Blue, Green, and Everything in Between — part 1

Bradley Tomy
[Different] Landscapes
4 min readNov 9, 2020
Oslo, Norway — the Fjord City

CONTEXT: this is a cleaned up version of my notes from the lecture — Blue, Green, and Everything in Between.

Oslo, Norway — the Fjord City — has a long, rich history emblematic for its commitment to preserving nature alongside development. In the 1800s planning intentionally left a green belt around the city of Oslo using the productive landscape as protection. As the region pushed into the modern era, development spilled into the periphery of Oslo. This push to the periphery fomented a deterioration of the city center where residence and infrastructure became increasingly neglected and derelict. In the 70s with the entrenchment of Modernism in the design fields, city planners and designers levied critiques against Oslo’s peripheral development highlighting the abandonment of its city center. Later the 80s sees an international turn towards the political right. With conservative politics at the helm, the government enacted neoliberal policies that loosened regulations and leaned into capitalism. To reinvigorate the city center new policies were introduced allowing citizens to easily buy apartments in the neglected parts of the city catalyzing real estate and urban development. Simultaneously, Oslo residents buy more cars as restrictions around car ownership loosen even though there is a mild road infrastructure.

Oslo Opera House

In the 90s after the financial crisis we see Norway shift back towards social democracy and a continued reinvestment in development, particularly cultural projects. Norway used a strategy of state interventionism and state-backed bailouts for banks and workers to blunt the severity of the financial crisis. As a result new development and transportation infrastructure projects become a joint venture between private developers and the state. We also see heavy investment in cultural institutions such as the iconic Oslo Opera House, parks, and a new library. Many bridges were repaired and reconstructed into green spaces, and much of the initiative to convert grey infrastructure into green was pioneered by state agencies, notably the Road Authorities. Overall, there’s a shift away from expansion towards densification, a reinvestment in city centers, and a major push for public transportation.

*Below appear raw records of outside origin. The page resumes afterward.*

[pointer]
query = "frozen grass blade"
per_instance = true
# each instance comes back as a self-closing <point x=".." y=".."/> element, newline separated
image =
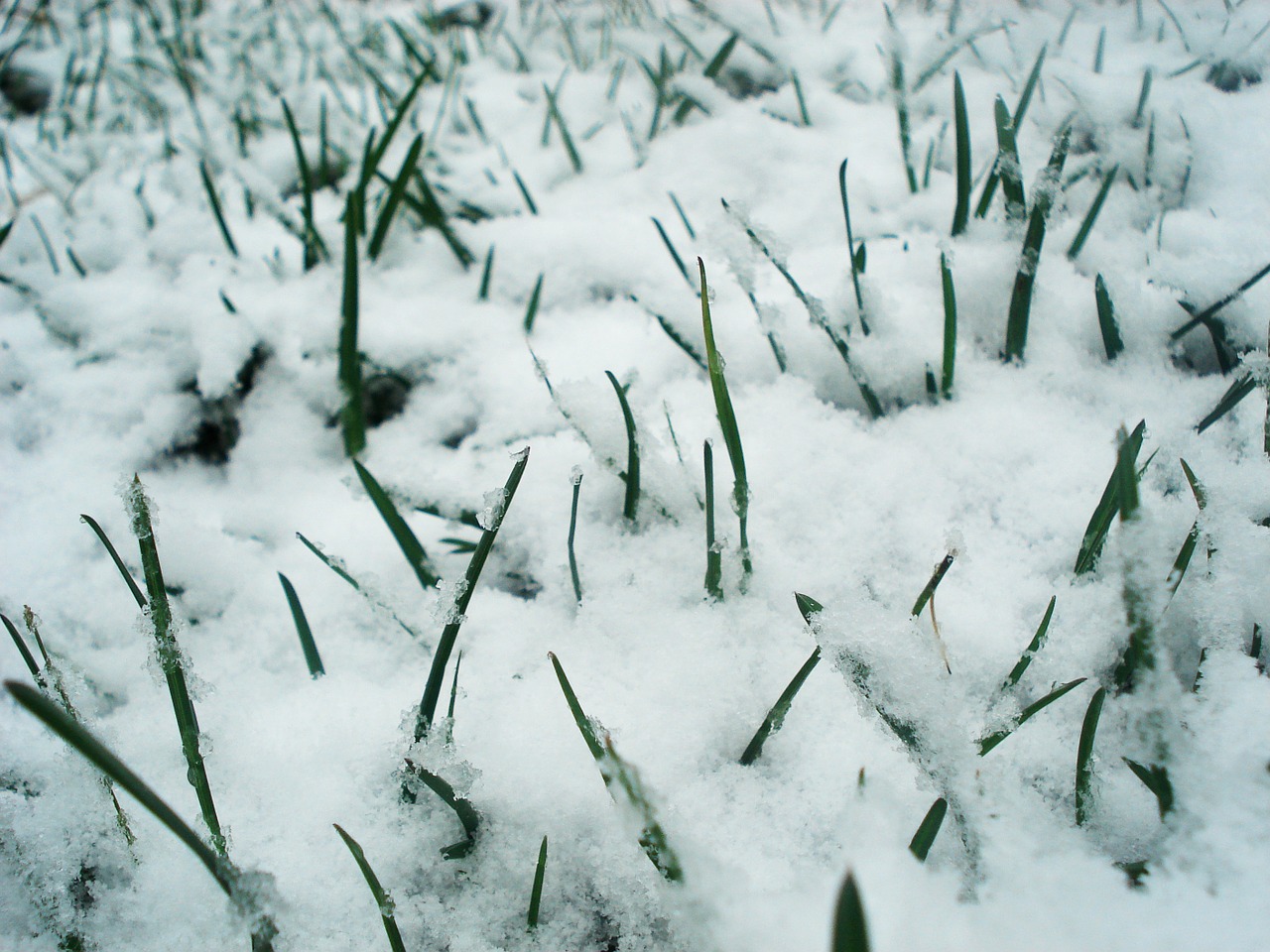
<point x="849" y="930"/>
<point x="728" y="424"/>
<point x="991" y="740"/>
<point x="353" y="416"/>
<point x="449" y="634"/>
<point x="1034" y="648"/>
<point x="307" y="638"/>
<point x="930" y="828"/>
<point x="171" y="658"/>
<point x="630" y="504"/>
<point x="1020" y="302"/>
<point x="118" y="562"/>
<point x="776" y="716"/>
<point x="382" y="900"/>
<point x="402" y="532"/>
<point x="226" y="875"/>
<point x="536" y="892"/>
<point x="1084" y="756"/>
<point x="961" y="126"/>
<point x="620" y="778"/>
<point x="1092" y="214"/>
<point x="214" y="202"/>
<point x="1106" y="509"/>
<point x="949" y="327"/>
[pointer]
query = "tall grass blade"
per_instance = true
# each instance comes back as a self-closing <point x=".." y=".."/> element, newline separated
<point x="728" y="424"/>
<point x="402" y="532"/>
<point x="382" y="900"/>
<point x="776" y="716"/>
<point x="930" y="828"/>
<point x="226" y="875"/>
<point x="307" y="638"/>
<point x="1084" y="757"/>
<point x="630" y="504"/>
<point x="449" y="634"/>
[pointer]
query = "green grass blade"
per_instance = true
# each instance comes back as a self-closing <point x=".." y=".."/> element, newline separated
<point x="1092" y="214"/>
<point x="118" y="562"/>
<point x="849" y="929"/>
<point x="726" y="422"/>
<point x="353" y="416"/>
<point x="991" y="740"/>
<point x="1106" y="509"/>
<point x="397" y="190"/>
<point x="776" y="716"/>
<point x="630" y="504"/>
<point x="961" y="126"/>
<point x="402" y="532"/>
<point x="930" y="828"/>
<point x="1084" y="757"/>
<point x="1034" y="648"/>
<point x="171" y="658"/>
<point x="1111" y="341"/>
<point x="949" y="327"/>
<point x="449" y="634"/>
<point x="536" y="892"/>
<point x="307" y="638"/>
<point x="1020" y="301"/>
<point x="382" y="900"/>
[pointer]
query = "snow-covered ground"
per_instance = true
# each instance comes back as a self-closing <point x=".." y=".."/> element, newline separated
<point x="135" y="340"/>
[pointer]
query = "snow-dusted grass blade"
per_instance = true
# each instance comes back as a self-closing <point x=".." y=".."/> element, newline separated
<point x="1111" y="341"/>
<point x="621" y="779"/>
<point x="172" y="660"/>
<point x="1106" y="509"/>
<point x="1034" y="648"/>
<point x="776" y="716"/>
<point x="1084" y="757"/>
<point x="536" y="892"/>
<point x="454" y="617"/>
<point x="227" y="876"/>
<point x="307" y="638"/>
<point x="1020" y="302"/>
<point x="213" y="199"/>
<point x="353" y="414"/>
<point x="989" y="740"/>
<point x="961" y="128"/>
<point x="929" y="829"/>
<point x="118" y="562"/>
<point x="405" y="538"/>
<point x="630" y="504"/>
<point x="726" y="422"/>
<point x="1092" y="214"/>
<point x="849" y="929"/>
<point x="949" y="327"/>
<point x="382" y="900"/>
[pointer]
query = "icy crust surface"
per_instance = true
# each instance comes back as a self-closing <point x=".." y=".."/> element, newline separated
<point x="214" y="376"/>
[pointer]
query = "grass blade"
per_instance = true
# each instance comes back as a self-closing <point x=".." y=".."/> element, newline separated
<point x="118" y="562"/>
<point x="402" y="532"/>
<point x="949" y="327"/>
<point x="1020" y="302"/>
<point x="776" y="716"/>
<point x="930" y="828"/>
<point x="1084" y="756"/>
<point x="961" y="126"/>
<point x="726" y="422"/>
<point x="449" y="634"/>
<point x="536" y="892"/>
<point x="382" y="900"/>
<point x="307" y="638"/>
<point x="991" y="740"/>
<point x="631" y="476"/>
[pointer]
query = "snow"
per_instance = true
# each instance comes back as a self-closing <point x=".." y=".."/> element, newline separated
<point x="141" y="367"/>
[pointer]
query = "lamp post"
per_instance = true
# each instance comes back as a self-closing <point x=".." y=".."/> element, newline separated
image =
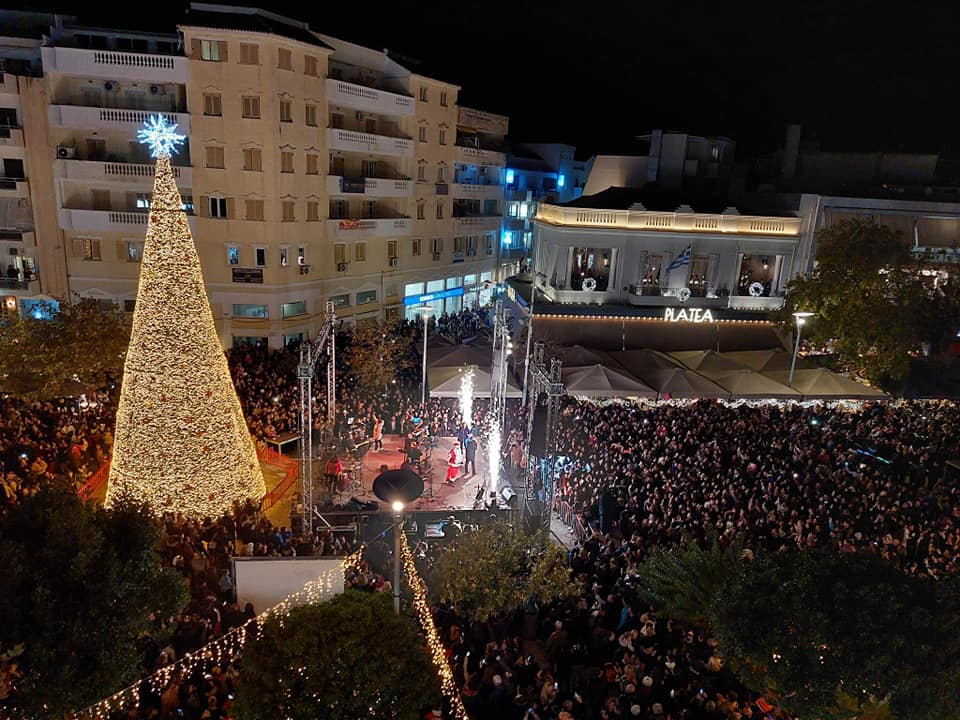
<point x="800" y="318"/>
<point x="397" y="529"/>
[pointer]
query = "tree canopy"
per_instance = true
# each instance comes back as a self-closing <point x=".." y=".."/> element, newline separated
<point x="63" y="353"/>
<point x="348" y="658"/>
<point x="78" y="584"/>
<point x="870" y="298"/>
<point x="490" y="572"/>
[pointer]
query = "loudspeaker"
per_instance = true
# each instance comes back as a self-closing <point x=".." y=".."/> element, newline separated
<point x="538" y="437"/>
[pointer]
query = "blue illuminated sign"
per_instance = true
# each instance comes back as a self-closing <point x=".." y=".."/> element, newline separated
<point x="430" y="297"/>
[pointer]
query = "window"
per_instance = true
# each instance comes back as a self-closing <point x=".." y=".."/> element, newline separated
<point x="218" y="207"/>
<point x="294" y="309"/>
<point x="249" y="54"/>
<point x="212" y="104"/>
<point x="250" y="311"/>
<point x="251" y="106"/>
<point x="213" y="50"/>
<point x="134" y="251"/>
<point x="214" y="156"/>
<point x="252" y="159"/>
<point x="254" y="209"/>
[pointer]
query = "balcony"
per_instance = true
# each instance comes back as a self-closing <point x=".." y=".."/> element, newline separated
<point x="350" y="141"/>
<point x="354" y="229"/>
<point x="368" y="187"/>
<point x="360" y="97"/>
<point x="126" y="121"/>
<point x="109" y="221"/>
<point x="111" y="65"/>
<point x="126" y="173"/>
<point x="477" y="224"/>
<point x="468" y="191"/>
<point x="476" y="156"/>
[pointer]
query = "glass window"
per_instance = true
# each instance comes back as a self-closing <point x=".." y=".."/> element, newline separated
<point x="250" y="311"/>
<point x="293" y="309"/>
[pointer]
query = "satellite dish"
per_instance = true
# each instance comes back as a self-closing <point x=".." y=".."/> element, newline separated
<point x="403" y="485"/>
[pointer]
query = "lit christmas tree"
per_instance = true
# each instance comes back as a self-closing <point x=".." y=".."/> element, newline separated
<point x="181" y="442"/>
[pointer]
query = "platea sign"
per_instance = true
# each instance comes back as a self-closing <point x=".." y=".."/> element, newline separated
<point x="687" y="315"/>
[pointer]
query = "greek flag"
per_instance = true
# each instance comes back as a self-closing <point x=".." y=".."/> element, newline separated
<point x="682" y="259"/>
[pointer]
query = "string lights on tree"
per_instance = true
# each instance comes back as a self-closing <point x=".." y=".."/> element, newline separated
<point x="181" y="442"/>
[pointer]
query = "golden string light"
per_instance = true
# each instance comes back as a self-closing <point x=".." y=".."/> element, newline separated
<point x="434" y="646"/>
<point x="181" y="442"/>
<point x="226" y="648"/>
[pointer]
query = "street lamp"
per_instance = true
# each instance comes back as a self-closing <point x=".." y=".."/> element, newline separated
<point x="800" y="318"/>
<point x="397" y="529"/>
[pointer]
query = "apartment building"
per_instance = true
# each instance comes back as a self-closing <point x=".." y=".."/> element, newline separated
<point x="316" y="170"/>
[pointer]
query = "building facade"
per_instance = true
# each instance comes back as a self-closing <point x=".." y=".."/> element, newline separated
<point x="315" y="170"/>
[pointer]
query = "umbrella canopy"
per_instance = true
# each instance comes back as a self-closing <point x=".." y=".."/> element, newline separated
<point x="600" y="381"/>
<point x="679" y="383"/>
<point x="822" y="384"/>
<point x="708" y="362"/>
<point x="766" y="360"/>
<point x="748" y="385"/>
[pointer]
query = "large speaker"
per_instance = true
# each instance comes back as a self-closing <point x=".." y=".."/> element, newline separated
<point x="538" y="437"/>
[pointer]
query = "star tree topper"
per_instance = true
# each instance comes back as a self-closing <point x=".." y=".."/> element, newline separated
<point x="160" y="136"/>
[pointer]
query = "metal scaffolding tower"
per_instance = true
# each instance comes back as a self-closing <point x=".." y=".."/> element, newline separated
<point x="546" y="389"/>
<point x="322" y="349"/>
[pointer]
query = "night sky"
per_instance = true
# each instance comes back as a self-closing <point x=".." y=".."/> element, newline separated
<point x="857" y="75"/>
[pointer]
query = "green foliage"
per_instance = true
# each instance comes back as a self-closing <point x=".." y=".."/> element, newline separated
<point x="77" y="586"/>
<point x="80" y="347"/>
<point x="803" y="626"/>
<point x="348" y="658"/>
<point x="683" y="580"/>
<point x="869" y="298"/>
<point x="376" y="355"/>
<point x="488" y="573"/>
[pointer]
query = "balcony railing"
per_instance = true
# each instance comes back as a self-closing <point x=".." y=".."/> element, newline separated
<point x="361" y="97"/>
<point x="110" y="65"/>
<point x="350" y="141"/>
<point x="84" y="117"/>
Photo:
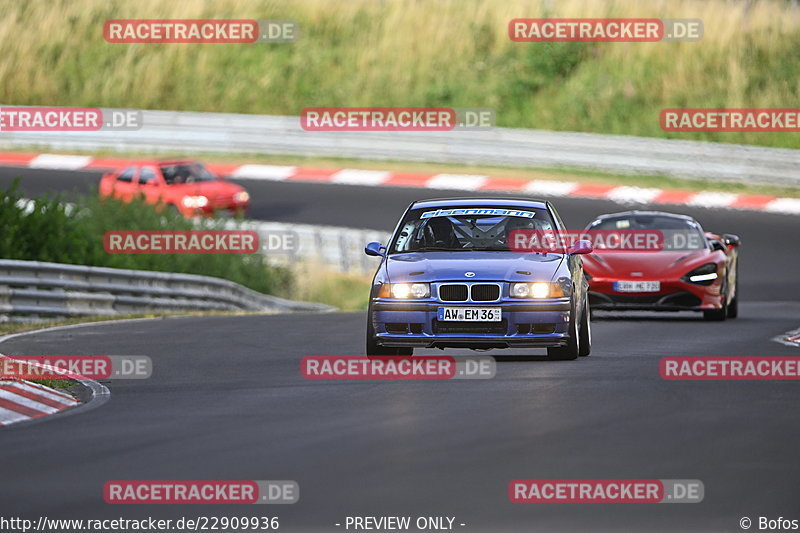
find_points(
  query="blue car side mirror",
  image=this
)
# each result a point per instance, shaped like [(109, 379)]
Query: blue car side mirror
[(375, 249)]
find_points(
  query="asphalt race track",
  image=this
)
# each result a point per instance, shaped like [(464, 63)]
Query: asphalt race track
[(227, 401)]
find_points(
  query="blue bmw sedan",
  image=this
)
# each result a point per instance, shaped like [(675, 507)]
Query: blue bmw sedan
[(450, 277)]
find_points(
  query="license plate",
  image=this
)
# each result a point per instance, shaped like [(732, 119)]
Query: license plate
[(470, 314), (637, 286)]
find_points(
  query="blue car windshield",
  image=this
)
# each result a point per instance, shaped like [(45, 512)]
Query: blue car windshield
[(456, 229)]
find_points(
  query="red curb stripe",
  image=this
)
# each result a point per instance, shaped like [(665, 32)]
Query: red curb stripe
[(20, 409), (403, 179), (33, 396), (751, 201), (592, 190), (43, 388)]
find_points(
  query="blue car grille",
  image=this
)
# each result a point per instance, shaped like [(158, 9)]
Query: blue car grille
[(496, 328), (485, 293), (478, 292), (453, 293)]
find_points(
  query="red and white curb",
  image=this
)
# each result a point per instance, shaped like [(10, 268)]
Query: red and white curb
[(463, 182), (790, 338), (22, 400)]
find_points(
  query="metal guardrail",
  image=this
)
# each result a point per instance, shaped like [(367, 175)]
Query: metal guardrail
[(236, 133), (31, 290), (340, 249)]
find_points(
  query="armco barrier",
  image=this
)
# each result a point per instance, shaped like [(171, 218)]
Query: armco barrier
[(236, 133), (337, 248), (31, 290)]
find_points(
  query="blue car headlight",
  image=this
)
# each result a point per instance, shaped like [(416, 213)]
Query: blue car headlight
[(404, 291)]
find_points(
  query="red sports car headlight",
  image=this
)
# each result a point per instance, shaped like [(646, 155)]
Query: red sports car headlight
[(702, 275)]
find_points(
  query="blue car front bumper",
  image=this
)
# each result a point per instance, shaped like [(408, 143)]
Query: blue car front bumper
[(535, 324)]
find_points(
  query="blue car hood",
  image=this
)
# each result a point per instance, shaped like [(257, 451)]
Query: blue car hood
[(487, 266)]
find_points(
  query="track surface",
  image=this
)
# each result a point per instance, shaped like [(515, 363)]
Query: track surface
[(227, 401)]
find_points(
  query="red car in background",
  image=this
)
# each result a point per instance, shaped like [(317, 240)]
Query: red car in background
[(700, 274), (184, 185)]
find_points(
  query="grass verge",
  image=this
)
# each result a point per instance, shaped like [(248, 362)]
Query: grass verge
[(453, 53), (523, 173)]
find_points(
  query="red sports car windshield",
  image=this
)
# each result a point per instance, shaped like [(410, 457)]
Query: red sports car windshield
[(186, 173), (669, 225)]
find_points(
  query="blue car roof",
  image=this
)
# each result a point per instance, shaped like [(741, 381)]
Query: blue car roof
[(486, 201)]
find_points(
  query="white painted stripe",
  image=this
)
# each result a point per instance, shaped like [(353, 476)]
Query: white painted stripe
[(466, 182), (627, 194), (550, 188), (51, 394), (9, 417), (789, 206), (27, 402), (712, 199), (351, 176), (264, 172), (68, 162)]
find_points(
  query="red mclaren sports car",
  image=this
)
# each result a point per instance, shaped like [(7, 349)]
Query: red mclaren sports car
[(692, 271)]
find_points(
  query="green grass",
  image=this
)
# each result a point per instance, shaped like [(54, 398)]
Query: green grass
[(413, 53), (50, 232), (523, 173)]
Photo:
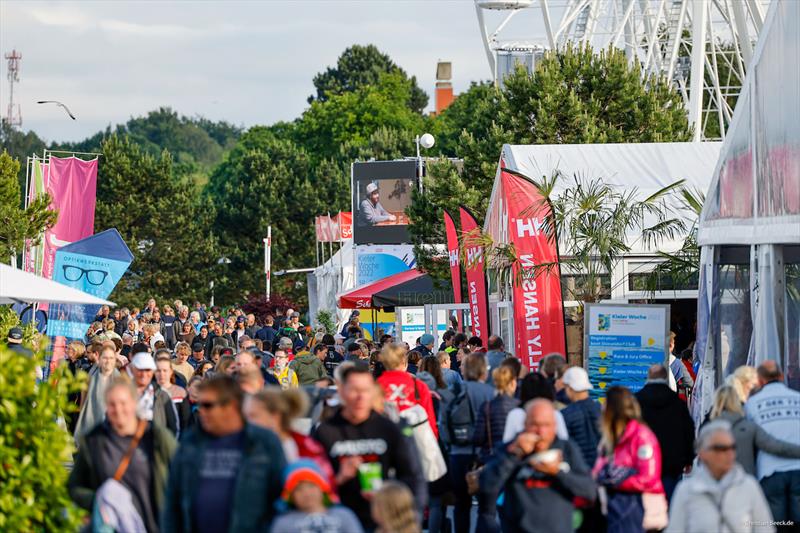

The political economy of Norway, especially in Oslo, can be characterized as a social democratic state that embraces capitalism. The Labor Party plays along with economic powers. Even though there’s been a redistribution of cultural production and value after WWII, there is no significant redistribution of wealth. For the most part economic inequality is not a salient issue in Norway because the economy remains strong even during crises. Oslo can be described as democratic in terms of access to nature, but not democratic in access to housing options. But as Oslo’s political-economic apparatus invested in development and the city densified, the cultural tenet of maintaining access to nature everyone was momentarily threatened.

For planners the solution is what is now called the “Commons”. Planners strategically provide communal greens spaces that preserve sight lines to the fjord and also serve as community gathering and recreational spaces. The Scandinavian commons is different from the commons we might think of in England. Historically the commons in Norway served more as transportation nodes and access points to the harbor. Here Oslo is reconstructing the commons fused with a historical narrative, which now acts as an access point to new development and infrastructure.

As mentioned earlier Oslo has always had sustainability as a cultural tenet, before sustainability carries the ubiquity and weight it carries today. In addition to readily adopting it into public health and planning policy, sustainability is also written into Norway’s constitution. In 1992 the constitution included the human rights of future generations meaning Norway must consider the trajectory of its resources and development and whether it’ll rob future generations of stability, security and resources.

Flatbread Society Bakehouse — a sculptural gathering space for artistic and community events

Inevitably with state, municipal authorities, and real estate developers dominating development, there comes a push back. Initially the push back came from artists with an increasing movement towards re-appropriating the commons. This movement asks, why do we need the same kind of landscapes everywhere. Oslo became a city with all the right ingredients — residential densification concentrated around transportation nodes with accessible blue and green infrastructure — but it lacked spontaneity. It lacked public spaces that were neither profitable and required a credit card for entry or sanctioning by the state. Students and multicultural coalitions like the Flat bread society also pushed back opening new, temporary uses of the urban landscape. There are now cases where the creation of ecological corridors can be piloted into programs that build community. Instead of the state and developers dominating the urban landscape, development in Oslo can potentially be a collaboration between residents, developers, municipalities, and designers.

If we track the history of development in Oslo during the modern era, it began with a push into the periphery, followed by a reinvestment in the city centers, and now massive attempts to connect on a regional scale with smaller cities. The planning framework for Oslo shifts scales, zooming out and in and back out again. Norway is now focused on creating a poly-centric or multi-nuclear network at a regional scale led by the governmental sector — a massive coordination between land-use and transportation agencies — coupled with private development with a focus on building around transportation nodes. These smaller cities have all the same amenities as the larger city, Oslo, but on a smaller scale.